Your intuition may be stronger than you realize when you say that you need a “release”, I invite you to honor this state of being and practice letting go. Practice releasing it.
When we feel stressed, or frustrated, it is usually because something in life isn’t going the way we have expected it to. We have formed an attachment to a particular viewpoint about things are going to play out in life.
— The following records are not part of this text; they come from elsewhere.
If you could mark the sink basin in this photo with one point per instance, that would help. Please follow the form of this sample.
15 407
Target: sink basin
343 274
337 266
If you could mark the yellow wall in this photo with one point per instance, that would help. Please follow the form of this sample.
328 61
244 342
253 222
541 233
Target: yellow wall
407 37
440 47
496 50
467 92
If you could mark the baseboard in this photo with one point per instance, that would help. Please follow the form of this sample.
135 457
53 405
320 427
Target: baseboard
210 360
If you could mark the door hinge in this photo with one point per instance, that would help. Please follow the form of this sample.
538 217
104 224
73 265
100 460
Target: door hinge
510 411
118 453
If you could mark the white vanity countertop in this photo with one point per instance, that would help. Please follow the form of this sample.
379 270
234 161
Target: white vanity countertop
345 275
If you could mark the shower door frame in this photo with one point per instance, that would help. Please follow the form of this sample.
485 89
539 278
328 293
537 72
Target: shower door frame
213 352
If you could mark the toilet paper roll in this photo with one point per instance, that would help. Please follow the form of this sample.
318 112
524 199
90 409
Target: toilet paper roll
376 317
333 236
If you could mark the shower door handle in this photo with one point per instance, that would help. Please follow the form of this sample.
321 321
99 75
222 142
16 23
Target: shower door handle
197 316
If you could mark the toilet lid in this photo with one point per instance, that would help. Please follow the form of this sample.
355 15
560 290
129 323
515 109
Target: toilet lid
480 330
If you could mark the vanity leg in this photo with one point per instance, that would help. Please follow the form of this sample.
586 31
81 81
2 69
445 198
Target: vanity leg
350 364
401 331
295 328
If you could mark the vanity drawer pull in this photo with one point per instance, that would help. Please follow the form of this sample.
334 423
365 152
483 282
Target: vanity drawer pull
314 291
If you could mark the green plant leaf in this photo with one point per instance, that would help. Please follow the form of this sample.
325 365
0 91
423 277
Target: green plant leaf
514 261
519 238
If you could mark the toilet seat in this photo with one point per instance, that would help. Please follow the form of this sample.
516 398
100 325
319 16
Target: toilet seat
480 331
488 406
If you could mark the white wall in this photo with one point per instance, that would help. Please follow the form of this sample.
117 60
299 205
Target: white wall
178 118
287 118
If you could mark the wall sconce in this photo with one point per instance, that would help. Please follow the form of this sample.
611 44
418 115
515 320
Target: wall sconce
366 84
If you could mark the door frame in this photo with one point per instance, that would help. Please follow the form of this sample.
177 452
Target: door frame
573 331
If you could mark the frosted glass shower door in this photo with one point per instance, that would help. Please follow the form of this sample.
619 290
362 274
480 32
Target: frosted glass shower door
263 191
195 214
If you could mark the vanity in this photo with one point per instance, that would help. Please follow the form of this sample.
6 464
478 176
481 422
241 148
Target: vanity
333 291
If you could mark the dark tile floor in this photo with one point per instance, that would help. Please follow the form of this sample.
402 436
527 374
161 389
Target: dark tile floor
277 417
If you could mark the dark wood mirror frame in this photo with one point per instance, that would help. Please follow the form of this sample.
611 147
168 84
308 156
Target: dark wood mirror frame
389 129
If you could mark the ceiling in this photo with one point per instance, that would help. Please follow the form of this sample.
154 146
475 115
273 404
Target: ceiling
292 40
When this doesn’t happen, we are riveted with discomfort in the many forms of frustration or stress.
- So, it seems like an important practice to first acknowledge that we have a viewpoint or expectation about a situation.
- Secondly, we can recognize that we do have an attachment to this expectation, of course we want it to go this way, that’s why it’s called an “expectation”.
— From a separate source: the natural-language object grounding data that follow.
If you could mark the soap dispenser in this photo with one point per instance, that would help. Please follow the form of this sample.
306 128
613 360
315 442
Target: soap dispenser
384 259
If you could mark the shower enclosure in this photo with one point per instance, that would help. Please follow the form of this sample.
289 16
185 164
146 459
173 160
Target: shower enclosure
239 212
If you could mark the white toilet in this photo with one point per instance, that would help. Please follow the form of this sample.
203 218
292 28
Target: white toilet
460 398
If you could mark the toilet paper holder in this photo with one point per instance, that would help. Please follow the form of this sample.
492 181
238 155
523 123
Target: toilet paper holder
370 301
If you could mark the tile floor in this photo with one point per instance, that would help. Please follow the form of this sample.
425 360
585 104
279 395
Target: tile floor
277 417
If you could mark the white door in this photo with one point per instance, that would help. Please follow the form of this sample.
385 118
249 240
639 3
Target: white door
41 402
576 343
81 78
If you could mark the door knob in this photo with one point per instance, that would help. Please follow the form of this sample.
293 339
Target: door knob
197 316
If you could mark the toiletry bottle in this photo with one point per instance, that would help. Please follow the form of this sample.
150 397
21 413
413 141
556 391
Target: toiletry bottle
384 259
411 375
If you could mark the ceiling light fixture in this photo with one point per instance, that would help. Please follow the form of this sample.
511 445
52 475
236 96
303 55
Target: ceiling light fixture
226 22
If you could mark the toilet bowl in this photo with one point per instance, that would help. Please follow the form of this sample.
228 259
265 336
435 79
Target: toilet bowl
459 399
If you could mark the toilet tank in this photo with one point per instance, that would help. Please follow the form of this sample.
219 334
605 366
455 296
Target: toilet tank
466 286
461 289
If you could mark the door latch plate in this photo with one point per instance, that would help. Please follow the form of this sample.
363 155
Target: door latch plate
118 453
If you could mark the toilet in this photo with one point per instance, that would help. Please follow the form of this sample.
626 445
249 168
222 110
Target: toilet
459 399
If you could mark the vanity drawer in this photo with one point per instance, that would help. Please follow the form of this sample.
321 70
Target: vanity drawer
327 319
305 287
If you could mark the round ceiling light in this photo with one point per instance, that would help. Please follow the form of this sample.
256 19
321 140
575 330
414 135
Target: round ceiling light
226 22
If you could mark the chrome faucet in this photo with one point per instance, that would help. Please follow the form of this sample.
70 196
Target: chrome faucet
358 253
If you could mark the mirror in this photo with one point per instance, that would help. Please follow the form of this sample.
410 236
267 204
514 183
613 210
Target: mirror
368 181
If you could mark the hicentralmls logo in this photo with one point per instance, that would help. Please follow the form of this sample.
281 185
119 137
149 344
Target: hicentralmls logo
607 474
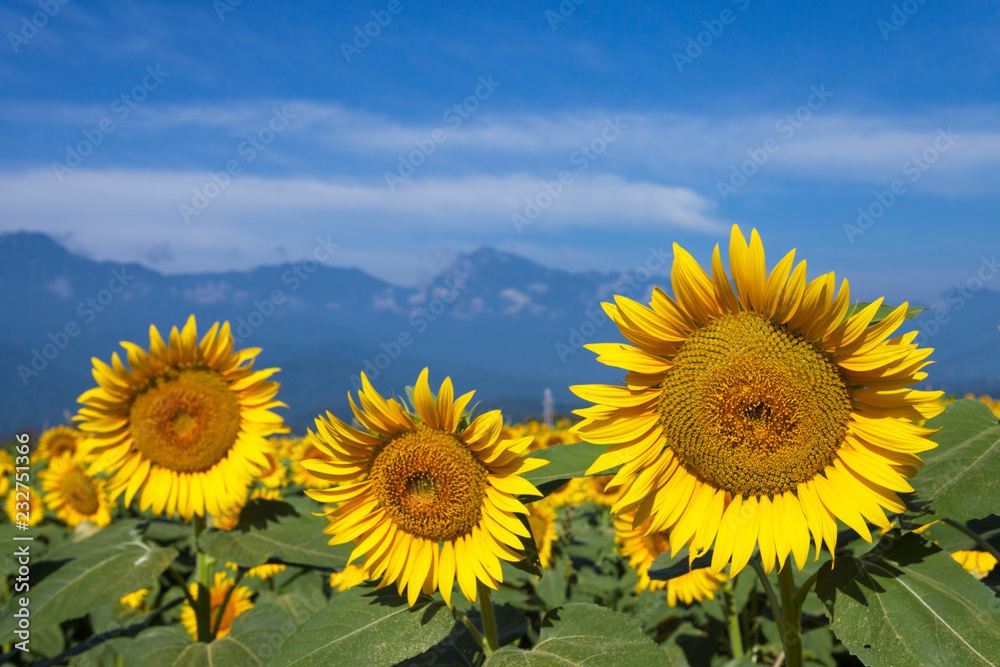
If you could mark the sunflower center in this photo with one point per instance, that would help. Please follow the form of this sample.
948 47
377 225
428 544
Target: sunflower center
79 492
753 408
430 484
186 420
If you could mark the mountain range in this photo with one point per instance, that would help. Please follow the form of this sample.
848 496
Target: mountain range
493 321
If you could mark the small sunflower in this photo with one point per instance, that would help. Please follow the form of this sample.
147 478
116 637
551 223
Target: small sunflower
425 498
238 603
641 549
349 577
58 441
307 449
33 507
978 563
135 600
6 468
74 495
759 415
184 426
542 519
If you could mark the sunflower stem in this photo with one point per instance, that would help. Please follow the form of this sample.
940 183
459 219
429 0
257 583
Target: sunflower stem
728 601
203 578
470 627
225 601
987 547
489 620
791 620
768 589
800 595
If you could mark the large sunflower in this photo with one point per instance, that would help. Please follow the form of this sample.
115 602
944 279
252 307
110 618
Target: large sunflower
757 415
74 495
184 424
425 497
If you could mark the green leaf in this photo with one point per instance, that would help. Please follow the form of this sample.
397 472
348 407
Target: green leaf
254 638
667 567
565 463
279 530
908 603
961 476
461 648
114 563
882 312
365 627
158 647
585 634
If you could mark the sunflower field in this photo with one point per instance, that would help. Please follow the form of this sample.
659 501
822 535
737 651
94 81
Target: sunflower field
763 487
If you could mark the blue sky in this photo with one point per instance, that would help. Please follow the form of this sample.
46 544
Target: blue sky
667 122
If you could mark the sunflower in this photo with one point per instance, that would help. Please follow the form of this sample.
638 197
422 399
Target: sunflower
759 415
979 563
185 424
58 441
135 600
6 468
542 519
307 449
238 603
424 497
641 549
32 507
74 495
349 577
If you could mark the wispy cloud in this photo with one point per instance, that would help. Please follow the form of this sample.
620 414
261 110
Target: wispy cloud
832 146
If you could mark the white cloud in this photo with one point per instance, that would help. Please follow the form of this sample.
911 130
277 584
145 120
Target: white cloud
114 214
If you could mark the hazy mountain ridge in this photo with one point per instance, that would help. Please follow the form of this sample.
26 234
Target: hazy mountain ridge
494 321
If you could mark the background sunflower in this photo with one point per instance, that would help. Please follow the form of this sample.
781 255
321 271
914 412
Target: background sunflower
184 425
426 497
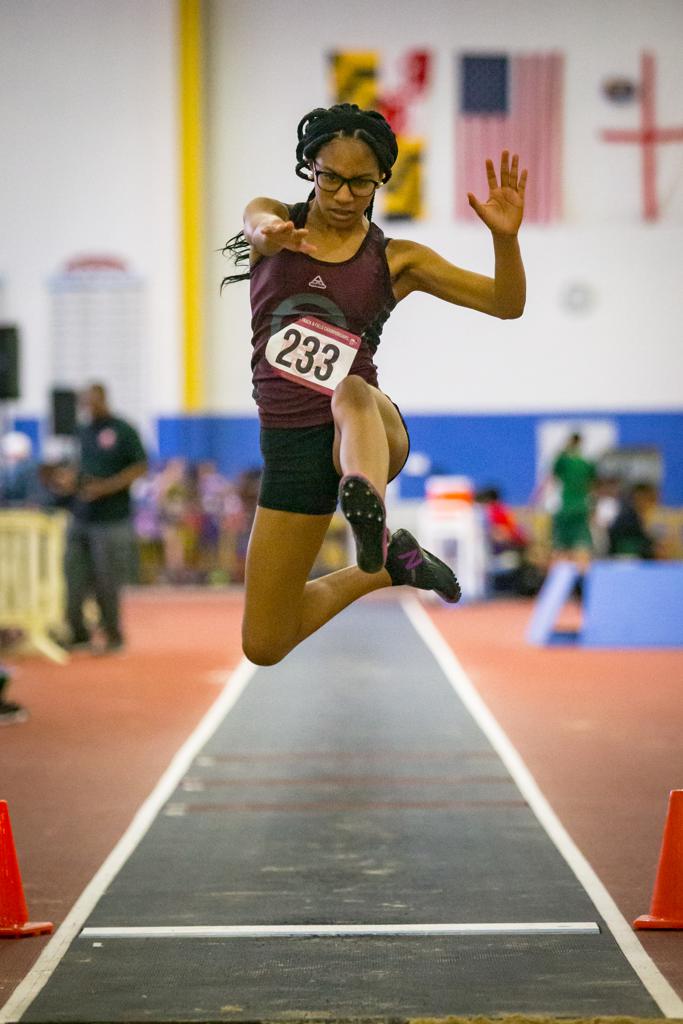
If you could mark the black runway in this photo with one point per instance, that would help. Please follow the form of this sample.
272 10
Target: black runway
348 785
- Thirdly, we learn that our minds have completely fabricated this expectation, and just as we have created it, we also have the power to let it go and just go with the flow.
- Lastly, we practice letting this go, we get out of our “mind-space“, and open to our “heart space“…we give ourselves the gift of experiencing life with contentment, being absorbed in the here and now with a sense of wonderment, gracefully accepting each and every moment.
Every event or action in life carries with it a neutral charge, and our own perception decides whether or not it is “good/bad, right/wrong”. So, choose to get out of your own way and just open to what is (without your attachments to a particular outcome).
We realize that when we hold onto these attachments, we will always set ourselves up for disappointment. Our expectations in life will not always be met. But by letting go, or releasing our attachment to these, we will create less suffering for ourselves and those around us. Then when something happens that catches you off guard or surprises you, or makes you frustrated, you can respond by saying to yourself “how interesting“, instead of “that’s not what’s supposed to happen.”
The loving teacher Ram Dass says in his latest book “Polishing the Mirror”:
“The art of spiritual growth has to do with how quickly you recognize attachments and how quickly you can release them. If you can admit that you can’t see clearly because of attachment, then the full wisdom of things will begin to shine through. As long as you have some desire about how you think it ought to be, you can’t hear how it is.”
Offer yourself time in meditation, letting go of trying to control what goes on around you. If you are outside; birds may fly by, a breeze may blow in, a bug may land on your leg, the sun may hide behind a cloud or a loud truck may pass by. If you reside in your “heart-space”, you will remain unaffected by all the change surrounding you, perhaps even notice the changes with a sense of childlike awe and fascination. This is where you allow true contentment and joy to enter…from the inside.